RICHIE David Skaggs" ongoing support for a state-by-state approach for congressional redistricting reform seems blind to what just happened in California and Ohio. If state-by-state efforts focused on state legislative districting, that would be one thing - and one where discussion of porportional voting methods would be all the more relevant. But state-by-state efforts to get congressional change at this point are ripe with political problems without exploring creative strategies like citizen"s assemblies. It nearly always will be perceived as partisan - and indeed often will have a partisan impact. It also divides the potential reform vote, as some will realize that weakening their states" incumbents will weaken their state compared to other states that protect their incumbents.

We must begin a much more serious conversation about a reform bill coming out of Congress and explore more creative ways to advance a state-based strategy.

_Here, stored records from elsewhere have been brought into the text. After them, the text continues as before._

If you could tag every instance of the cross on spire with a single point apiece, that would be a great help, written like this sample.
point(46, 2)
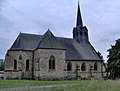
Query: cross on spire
point(79, 17)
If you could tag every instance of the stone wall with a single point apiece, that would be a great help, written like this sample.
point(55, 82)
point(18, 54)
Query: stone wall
point(41, 64)
point(89, 72)
point(21, 63)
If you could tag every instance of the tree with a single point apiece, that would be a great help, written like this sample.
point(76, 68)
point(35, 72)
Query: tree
point(113, 62)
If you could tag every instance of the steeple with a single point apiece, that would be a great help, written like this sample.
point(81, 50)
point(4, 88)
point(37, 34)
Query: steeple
point(79, 17)
point(80, 32)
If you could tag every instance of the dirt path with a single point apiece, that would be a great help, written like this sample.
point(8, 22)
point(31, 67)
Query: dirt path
point(34, 87)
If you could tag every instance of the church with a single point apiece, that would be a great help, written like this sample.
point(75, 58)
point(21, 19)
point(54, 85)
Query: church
point(47, 56)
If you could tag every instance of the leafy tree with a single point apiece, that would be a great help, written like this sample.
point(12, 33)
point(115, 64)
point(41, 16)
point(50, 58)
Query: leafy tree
point(113, 61)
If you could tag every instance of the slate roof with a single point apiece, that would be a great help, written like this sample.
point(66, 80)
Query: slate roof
point(74, 51)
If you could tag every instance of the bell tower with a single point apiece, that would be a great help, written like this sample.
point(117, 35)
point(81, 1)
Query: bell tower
point(80, 32)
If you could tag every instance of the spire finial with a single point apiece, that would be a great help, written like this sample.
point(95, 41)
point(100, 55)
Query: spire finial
point(79, 18)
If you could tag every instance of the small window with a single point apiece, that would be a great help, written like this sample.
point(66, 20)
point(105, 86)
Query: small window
point(83, 67)
point(69, 66)
point(20, 57)
point(27, 64)
point(52, 62)
point(95, 66)
point(15, 64)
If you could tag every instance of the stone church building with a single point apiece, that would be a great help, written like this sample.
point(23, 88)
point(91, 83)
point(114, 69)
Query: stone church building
point(50, 57)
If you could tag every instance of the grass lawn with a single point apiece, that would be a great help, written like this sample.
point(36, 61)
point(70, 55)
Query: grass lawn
point(82, 85)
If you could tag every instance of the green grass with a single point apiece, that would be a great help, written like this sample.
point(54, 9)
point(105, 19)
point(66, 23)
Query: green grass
point(82, 85)
point(15, 83)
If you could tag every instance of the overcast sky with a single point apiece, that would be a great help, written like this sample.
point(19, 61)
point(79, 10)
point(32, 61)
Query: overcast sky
point(102, 18)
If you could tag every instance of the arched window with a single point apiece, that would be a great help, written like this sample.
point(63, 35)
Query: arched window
point(15, 64)
point(69, 66)
point(52, 62)
point(83, 67)
point(27, 64)
point(95, 66)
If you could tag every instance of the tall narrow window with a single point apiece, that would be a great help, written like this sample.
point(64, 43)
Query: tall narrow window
point(15, 64)
point(27, 64)
point(69, 66)
point(95, 66)
point(52, 62)
point(83, 67)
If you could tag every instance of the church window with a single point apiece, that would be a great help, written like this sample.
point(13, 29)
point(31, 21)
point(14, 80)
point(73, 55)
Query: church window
point(95, 66)
point(52, 62)
point(15, 64)
point(27, 64)
point(83, 67)
point(69, 66)
point(20, 57)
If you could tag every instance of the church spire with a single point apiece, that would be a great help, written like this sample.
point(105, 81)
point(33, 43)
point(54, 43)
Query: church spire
point(79, 18)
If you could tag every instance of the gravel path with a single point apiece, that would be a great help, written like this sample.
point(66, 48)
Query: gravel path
point(33, 87)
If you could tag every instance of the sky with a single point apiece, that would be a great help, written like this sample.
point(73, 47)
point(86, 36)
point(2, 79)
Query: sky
point(102, 18)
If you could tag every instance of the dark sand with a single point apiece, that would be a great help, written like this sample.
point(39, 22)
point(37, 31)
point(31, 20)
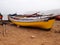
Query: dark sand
point(30, 36)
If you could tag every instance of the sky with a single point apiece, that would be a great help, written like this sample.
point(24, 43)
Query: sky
point(23, 6)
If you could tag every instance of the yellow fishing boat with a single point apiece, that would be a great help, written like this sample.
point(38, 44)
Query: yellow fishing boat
point(44, 22)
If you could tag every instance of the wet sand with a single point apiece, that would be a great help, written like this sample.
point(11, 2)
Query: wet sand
point(30, 36)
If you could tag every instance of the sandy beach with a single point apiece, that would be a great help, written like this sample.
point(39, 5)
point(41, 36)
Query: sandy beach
point(30, 36)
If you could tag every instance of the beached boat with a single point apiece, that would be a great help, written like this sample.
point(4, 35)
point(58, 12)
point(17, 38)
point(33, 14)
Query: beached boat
point(40, 21)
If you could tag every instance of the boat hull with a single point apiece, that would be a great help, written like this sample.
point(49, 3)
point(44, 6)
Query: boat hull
point(42, 24)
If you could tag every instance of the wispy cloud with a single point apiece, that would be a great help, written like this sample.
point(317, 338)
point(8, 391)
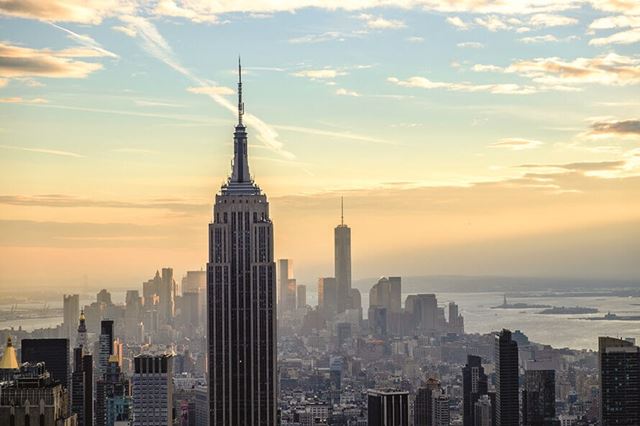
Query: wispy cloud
point(611, 22)
point(380, 23)
point(516, 144)
point(79, 11)
point(212, 90)
point(126, 30)
point(86, 41)
point(497, 88)
point(67, 201)
point(334, 134)
point(320, 74)
point(42, 151)
point(622, 37)
point(539, 39)
point(345, 92)
point(17, 61)
point(457, 22)
point(415, 39)
point(471, 45)
point(155, 45)
point(546, 20)
point(560, 74)
point(320, 38)
point(154, 103)
point(609, 69)
point(20, 100)
point(601, 128)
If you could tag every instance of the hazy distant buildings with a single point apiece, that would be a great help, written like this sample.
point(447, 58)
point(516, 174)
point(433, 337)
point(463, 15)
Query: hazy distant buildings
point(8, 362)
point(153, 390)
point(385, 300)
point(387, 294)
point(196, 282)
point(440, 408)
point(388, 408)
point(71, 312)
point(474, 385)
point(423, 404)
point(328, 296)
point(113, 396)
point(483, 412)
point(241, 298)
point(456, 321)
point(619, 362)
point(286, 285)
point(82, 387)
point(342, 263)
point(539, 398)
point(422, 310)
point(53, 352)
point(33, 398)
point(301, 291)
point(167, 293)
point(105, 346)
point(507, 395)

EILPERIN In the meantime, however, congressional politics experts like Walter see redistricting as a key factor in helping buttress the Republicans' majority. Walter compared it to a levee the GOP has built to protect its hold on power, which is suddenly under assault from a serious Democratic storm.

"We've never seen this levee system tested," she says. "There's never been a Category 5 hurricane since the Republicans have been in the majority. The question is, what does it take to break down this levee, if you're a Democrat?"

Last week's double blow to redistricting reform in California and Ohio isn't encouraging. National pollster Celinda Lake, a Democratic strategist who conducted polling on California's Proposition 77, says the two initiatives didn't resonate with voters. "They needed to be defined as change, not a political power play," Lake says. "It's tough to get such a technical issue defined for the public."

RICHIE. Precisely. Changing who draws single-member districts is asking the voters to exchange one set of political elites determining their representation with another set of elites. This is not political empowerment and voters are unlikely to get very excited about it. In contrast, a proportional voting system in multi-seat districts would make all voters more powerful, giving them real choices, balanced representation and greater access for women and racial and political minorities. Properly constructed, a campaign for it could bring a disparate array of forces together behind it, with more than partisan passion.
EILPERIN Or, as Rothenberg put it, "It's just not as sexy or easy to explain as, 'Are you for or against prescription drugs, equal rights, or a beer tax?' " Just because it's hard to explain, however, doesn't mean it's not worth promoting. Few people would question that in the post-Watergate election of 1974 and again in the 1994 Republican Revolution, the American public decided it wasn't happy with its representation in Washington. The question is whether it will be able to make that choice again in 2006, or ever.
RICHIE For most voters, the answer will be "never" as long as we stick with winner-take-all, single-member districts. Anyone satisfied with that answer needs to think long and hard about what American democracy should be.
Juliet Eilperin is a reporter on The Post's national staff and author of the forthcoming book, "Fight Club Politics: How Partisanship is Poisoning the House of Representatives" (Rowman & Littlefield).
RICHIE It seems likely that this book will suggest that redistricting is the major cause of this partisanship rather than one of its nasty byproducts. I disagree, and believe the evidence strongly supports my conclusion. We've got to agree on the facts before we move to real reform, which is why I hope this post contributes to a better dialogue about those facts.